Stop and Bop With Tommy Flanagan
Tommy Flanagan is the pianist most likely to be named a personal idol by other jazz pianists, whether they be swing veterans or avant-gardists.
At 61, the Detroit native has a track record that explains both his artistic success and his belated rise to world-class fame. He is certainly deserving of the appellation that is also the title of his 1989 album: “Jazz Poet.”
The elements of the style of the pianist, who on Tuesday will pass through town just long enough to offer a solo recital at the Jazz Bakery in Culver City, were drawn essentially from be-bop.
“That was the sound I grew up with,” he said recently by phone from his home in New York, where he has lived since 1956. “My heroes and the most knowledgeable guys I’ve known in this music were Charlie Parker, Bud Powell and Dizzy Gillespie. I first heard Bud when he came through Detroit, playing piano with Cootie Williams’ band, and I heard the early records by Bird and Diz. Those three were my idols.”
After moving to New York, Flanagan was sometimes called to substitute for Powell at Birdland. He also played with such pioneer be-boppers as Miles Davis, J. J. Johnson and Oscar Pettiford.
Central to Flanagan’s evolution was the fact that he owed his allegiance not to any one pianist but rather to a group of musicians representing a new and a challenging idiom. He became a master of bop, but along with this accomplishment came a melodic sensitivity drawn from another source, Duke Ellington.
“I had a chance to hear Duke’s band when I was about 10 years old, and through the years I was always an admirer of his music and of Billy Strayhorn’s,” Flanagan said.
The confluence of these two diverse driving forces--Powell and Ellington--may explain why Flanagan developed into one of the jazz community’s most elegant and eloquent interpreters of ballads and rhythm tunes alike. He can bring his own gracefully swinging personality to a standard song by Ellington, Kern or Rodgers with the same honesty and authenticity that he can apply to updating a piece by Parker or one of his other bop mentors.

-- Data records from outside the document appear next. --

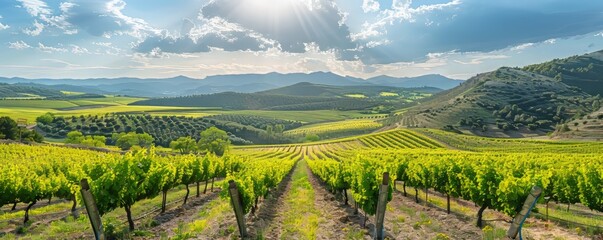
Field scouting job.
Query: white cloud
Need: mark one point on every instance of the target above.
(18, 45)
(522, 47)
(2, 26)
(551, 41)
(35, 7)
(75, 49)
(372, 44)
(479, 58)
(48, 49)
(36, 30)
(400, 11)
(370, 6)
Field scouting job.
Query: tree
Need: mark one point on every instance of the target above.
(8, 128)
(127, 141)
(312, 137)
(184, 145)
(74, 137)
(32, 136)
(47, 118)
(214, 140)
(94, 141)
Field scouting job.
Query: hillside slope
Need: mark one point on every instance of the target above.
(255, 101)
(506, 102)
(584, 71)
(322, 90)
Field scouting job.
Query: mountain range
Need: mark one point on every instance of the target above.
(242, 83)
(516, 102)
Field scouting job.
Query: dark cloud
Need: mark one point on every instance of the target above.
(478, 25)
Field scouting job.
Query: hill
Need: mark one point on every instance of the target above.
(589, 127)
(16, 91)
(322, 90)
(506, 102)
(431, 80)
(243, 83)
(584, 72)
(255, 101)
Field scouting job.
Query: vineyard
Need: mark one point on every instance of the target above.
(463, 175)
(336, 129)
(31, 174)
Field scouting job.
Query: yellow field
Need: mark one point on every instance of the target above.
(338, 127)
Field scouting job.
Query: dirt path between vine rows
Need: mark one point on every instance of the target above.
(169, 221)
(339, 220)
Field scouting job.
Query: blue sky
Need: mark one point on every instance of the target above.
(361, 38)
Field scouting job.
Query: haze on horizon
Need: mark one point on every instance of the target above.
(155, 39)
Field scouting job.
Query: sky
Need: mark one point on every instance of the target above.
(360, 38)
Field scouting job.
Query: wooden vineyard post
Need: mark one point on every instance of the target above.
(523, 214)
(381, 204)
(93, 214)
(237, 206)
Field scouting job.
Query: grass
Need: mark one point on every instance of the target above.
(314, 116)
(561, 212)
(215, 211)
(30, 109)
(356, 95)
(69, 93)
(301, 217)
(388, 94)
(337, 128)
(115, 219)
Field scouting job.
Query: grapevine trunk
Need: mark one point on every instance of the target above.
(129, 215)
(26, 219)
(480, 214)
(187, 192)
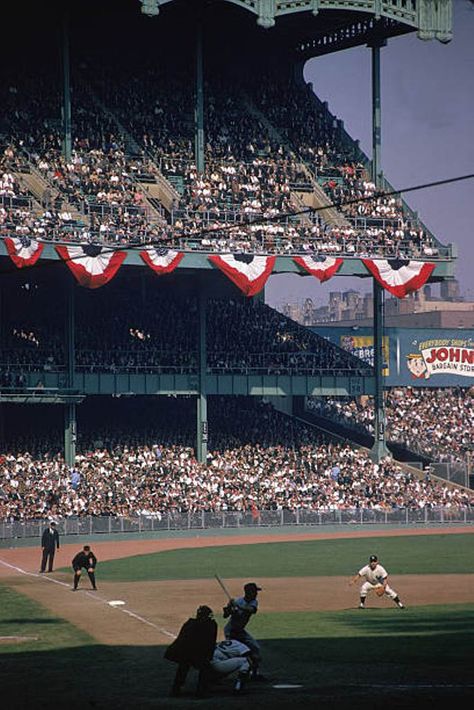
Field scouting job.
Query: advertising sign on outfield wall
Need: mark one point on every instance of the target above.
(415, 357)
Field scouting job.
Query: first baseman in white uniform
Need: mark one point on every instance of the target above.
(375, 578)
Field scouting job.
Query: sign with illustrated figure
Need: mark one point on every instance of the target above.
(441, 356)
(415, 357)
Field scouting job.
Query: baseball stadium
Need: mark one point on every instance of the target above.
(176, 454)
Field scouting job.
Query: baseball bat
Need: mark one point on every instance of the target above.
(226, 592)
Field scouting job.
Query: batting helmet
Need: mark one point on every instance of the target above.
(204, 612)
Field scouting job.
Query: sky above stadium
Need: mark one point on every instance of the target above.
(427, 135)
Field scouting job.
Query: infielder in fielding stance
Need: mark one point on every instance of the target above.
(240, 610)
(376, 579)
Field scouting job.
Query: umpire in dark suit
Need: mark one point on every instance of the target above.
(49, 544)
(194, 646)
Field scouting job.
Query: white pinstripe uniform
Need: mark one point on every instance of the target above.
(231, 657)
(373, 578)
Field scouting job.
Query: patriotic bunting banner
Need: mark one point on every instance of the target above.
(92, 265)
(323, 268)
(23, 251)
(249, 273)
(400, 277)
(162, 261)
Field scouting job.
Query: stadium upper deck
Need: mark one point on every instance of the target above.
(132, 176)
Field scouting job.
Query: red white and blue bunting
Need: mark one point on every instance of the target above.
(92, 265)
(323, 267)
(400, 277)
(162, 261)
(249, 273)
(23, 251)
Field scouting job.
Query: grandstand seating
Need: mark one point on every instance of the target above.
(258, 460)
(264, 148)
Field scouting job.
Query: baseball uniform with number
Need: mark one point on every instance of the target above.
(373, 578)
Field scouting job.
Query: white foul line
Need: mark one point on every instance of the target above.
(93, 596)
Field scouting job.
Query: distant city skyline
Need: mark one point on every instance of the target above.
(427, 135)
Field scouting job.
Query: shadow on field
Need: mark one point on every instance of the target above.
(393, 671)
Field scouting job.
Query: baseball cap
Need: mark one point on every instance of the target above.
(252, 587)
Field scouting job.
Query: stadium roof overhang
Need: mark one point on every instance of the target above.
(308, 28)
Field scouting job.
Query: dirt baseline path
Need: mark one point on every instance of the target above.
(154, 611)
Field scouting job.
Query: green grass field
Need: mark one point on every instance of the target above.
(403, 555)
(379, 658)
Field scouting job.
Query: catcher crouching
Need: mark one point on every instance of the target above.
(376, 579)
(85, 559)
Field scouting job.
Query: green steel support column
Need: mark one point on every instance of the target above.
(379, 449)
(202, 425)
(66, 76)
(70, 408)
(199, 107)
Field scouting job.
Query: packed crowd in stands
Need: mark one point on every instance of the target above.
(435, 422)
(157, 333)
(264, 144)
(258, 460)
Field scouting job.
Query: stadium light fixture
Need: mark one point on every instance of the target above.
(150, 8)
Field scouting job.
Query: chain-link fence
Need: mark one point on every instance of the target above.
(203, 520)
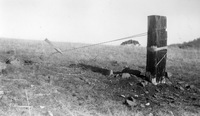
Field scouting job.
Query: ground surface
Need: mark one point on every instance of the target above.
(35, 83)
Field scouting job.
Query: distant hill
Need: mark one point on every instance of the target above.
(191, 44)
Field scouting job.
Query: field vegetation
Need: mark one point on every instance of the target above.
(35, 82)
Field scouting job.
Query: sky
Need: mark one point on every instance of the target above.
(94, 21)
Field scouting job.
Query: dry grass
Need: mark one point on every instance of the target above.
(50, 87)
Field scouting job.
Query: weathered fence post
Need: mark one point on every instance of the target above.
(156, 49)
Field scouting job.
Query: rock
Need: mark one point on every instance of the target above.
(142, 105)
(2, 66)
(150, 114)
(147, 104)
(16, 63)
(109, 72)
(131, 101)
(187, 86)
(126, 75)
(142, 83)
(168, 74)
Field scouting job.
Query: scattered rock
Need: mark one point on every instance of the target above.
(28, 62)
(142, 83)
(150, 114)
(147, 104)
(2, 66)
(142, 105)
(168, 74)
(130, 101)
(109, 72)
(187, 86)
(16, 63)
(126, 75)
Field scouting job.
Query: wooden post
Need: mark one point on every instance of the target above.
(156, 49)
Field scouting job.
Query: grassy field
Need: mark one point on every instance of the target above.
(36, 83)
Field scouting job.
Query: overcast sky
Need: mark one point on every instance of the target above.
(93, 21)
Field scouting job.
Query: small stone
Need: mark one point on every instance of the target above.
(181, 88)
(142, 105)
(1, 92)
(110, 72)
(147, 104)
(2, 66)
(131, 101)
(126, 75)
(154, 81)
(42, 107)
(168, 75)
(150, 114)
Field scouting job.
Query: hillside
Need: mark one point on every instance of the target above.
(35, 82)
(191, 44)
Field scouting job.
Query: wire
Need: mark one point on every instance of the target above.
(133, 36)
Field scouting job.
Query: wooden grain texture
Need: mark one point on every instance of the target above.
(157, 38)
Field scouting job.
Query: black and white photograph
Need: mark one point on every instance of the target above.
(99, 58)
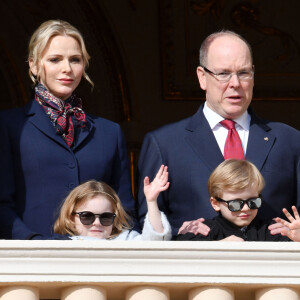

If Flanagan has been slow in earning the universal admiration in jazz circles that he now enjoys, it could be simply because he spent many of his formative years in the background as an accompanist. He was Ella Fitzgerald’s off-and-on musical director and pianist in 1956, again in 1963-65 and then for a full decade from 1968 until 1978, when a heart attack forced him to quit. There was also a spell backing Tony Bennett in 1966.
Leaving accompanying behind in the 1980s, Flanagan began working solo and with a trio. For the past 15 years he has been backed most often by the virtuoso Czech bassist George Mraz and by a drummer--most recently Lewis Nash. “Beyond the Blue Bird,” an album by these three with guitarist Kenny Burrell, is the most recent and most rewarding example of Flanagan’s keyboard poetry. Next week he will head north to tape a solo album for Concord Jazz Records at Maybeck Hall in Berkeley.
In recent years, Flanagan has been heavily in demand, perhaps too heavily, since he collapsed last summer and underwent quadruple-bypass heart surgery, followed not long after by an aortal aneurysm. Nursed back to health by his wife and manager, Diana, he now says he feels fine and will soon be heading for one of his several second homelands, Japan.
Asked whether he ever felt frustrated by the years of virtually marking time before he went out on his own, he offered: “No, it was all valuable experience. That’s the kind of work that prepares you for whatever you feel like doing after it.”